From: Mykyta Yatsenko <mykyta.yatsenko5@gmail.com>
To: bot+bpf-ci@kernel.org, bpf@vger.kernel.org, ast@kernel.org,
andrii@kernel.org, daniel@iogearbox.net, kafai@meta.com,
kernel-team@meta.com, eddyz87@gmail.com, memxor@gmail.com,
herbert@gondor.apana.org.au
Cc: yatsenko@meta.com, martin.lau@kernel.org,
yonghong.song@linux.dev, clm@meta.com, ihor.solodrai@linux.dev
Subject: Re: [PATCH bpf-next v4 03/11] bpf: Implement resizable hashmap basic functions
Date: Thu, 14 May 2026 11:59:07 +0100 [thread overview]
Message-ID: <188d8000-356c-4e7e-ac4b-4ab78ef0a81d@gmail.com> (raw)

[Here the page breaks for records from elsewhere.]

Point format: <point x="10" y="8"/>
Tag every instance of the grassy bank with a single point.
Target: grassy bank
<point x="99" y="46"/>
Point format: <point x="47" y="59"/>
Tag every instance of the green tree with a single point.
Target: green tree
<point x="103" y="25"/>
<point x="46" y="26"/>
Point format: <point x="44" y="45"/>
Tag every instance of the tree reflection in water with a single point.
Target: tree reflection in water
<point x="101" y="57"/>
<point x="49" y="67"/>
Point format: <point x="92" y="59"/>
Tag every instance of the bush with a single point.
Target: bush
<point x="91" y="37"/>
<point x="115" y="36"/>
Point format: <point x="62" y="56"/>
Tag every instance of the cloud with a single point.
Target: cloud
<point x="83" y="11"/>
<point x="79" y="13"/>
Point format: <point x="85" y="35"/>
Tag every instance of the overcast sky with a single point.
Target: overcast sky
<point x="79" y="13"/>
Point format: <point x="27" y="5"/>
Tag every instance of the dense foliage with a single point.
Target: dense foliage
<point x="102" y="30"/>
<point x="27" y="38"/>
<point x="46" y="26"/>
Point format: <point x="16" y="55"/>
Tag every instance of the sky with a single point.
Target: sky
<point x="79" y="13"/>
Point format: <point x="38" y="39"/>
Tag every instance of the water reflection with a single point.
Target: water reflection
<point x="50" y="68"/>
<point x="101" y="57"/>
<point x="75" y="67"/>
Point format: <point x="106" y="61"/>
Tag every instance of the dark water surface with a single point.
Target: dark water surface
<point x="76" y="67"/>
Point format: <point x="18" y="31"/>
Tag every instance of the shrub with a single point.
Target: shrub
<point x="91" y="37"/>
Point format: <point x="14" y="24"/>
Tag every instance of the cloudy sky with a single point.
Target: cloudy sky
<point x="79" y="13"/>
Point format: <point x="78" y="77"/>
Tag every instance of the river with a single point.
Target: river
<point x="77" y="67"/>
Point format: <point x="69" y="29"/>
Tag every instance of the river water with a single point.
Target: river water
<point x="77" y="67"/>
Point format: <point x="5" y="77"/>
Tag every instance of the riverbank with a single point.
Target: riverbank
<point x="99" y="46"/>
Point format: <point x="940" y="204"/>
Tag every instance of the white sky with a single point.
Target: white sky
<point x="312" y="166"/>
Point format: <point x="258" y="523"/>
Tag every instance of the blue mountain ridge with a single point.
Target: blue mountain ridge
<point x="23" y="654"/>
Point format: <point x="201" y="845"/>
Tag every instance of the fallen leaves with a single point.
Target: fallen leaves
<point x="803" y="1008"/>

In-Reply-To: <faddde9d9654bea549cb0acf434a4dcd06217d795a0717af028a61e453ce8ea6@mail.kernel.org>
On 5/14/26 12:21 AM, bot+bpf-ci@kernel.org wrote:
>> diff --git a/kernel/bpf/hashtab.c b/kernel/bpf/hashtab.c
>> --- a/kernel/bpf/hashtab.c
>> +++ b/kernel/bpf/hashtab.c
>> @@ -9,6 +9,7 @@
>> #include <linux/rculist_nulls.h>
>> #include <linux/rcupdate_wait.h>
>> #include <linux/random.h>
>> +#include <linux/rhashtable.h>
>> #include <uapi/linux/btf.h>
>> #include <linux/rcupdate_trace.h>
>> #include <linux/btf_ids.h>
>
> [ ... ]
>
>> @@ -2739,3 +2740,383 @@ static void htab_of_map_free(struct bpf_map *map)
>> BATCH_OPS(htab),
>> .map_btf_id = &htab_map_btf_ids[0],
>> };
>> +
>> +struct rhtab_elem {
>> + struct rhash_head node;
>> + /* key bytes, then value bytes follow */
>> + u8 data[] __aligned(8);
>> +};
>> +
>> +struct bpf_rhtab {
>> + struct bpf_map map;
>> + struct rhashtable ht;
>> + struct bpf_mem_alloc ma;
>> + u32 elem_size;
>> +};
>
> [ ... ]
>
>> +static int rhtab_delete_elem(struct bpf_rhtab *rhtab, struct rhtab_elem *elem, void *copy,
>> + u64 flags)
>> +{
>> + int err;
>> +
>> + /*
>> + * disable_instrumentation() mitigates the deadlock for programs running in NMI context.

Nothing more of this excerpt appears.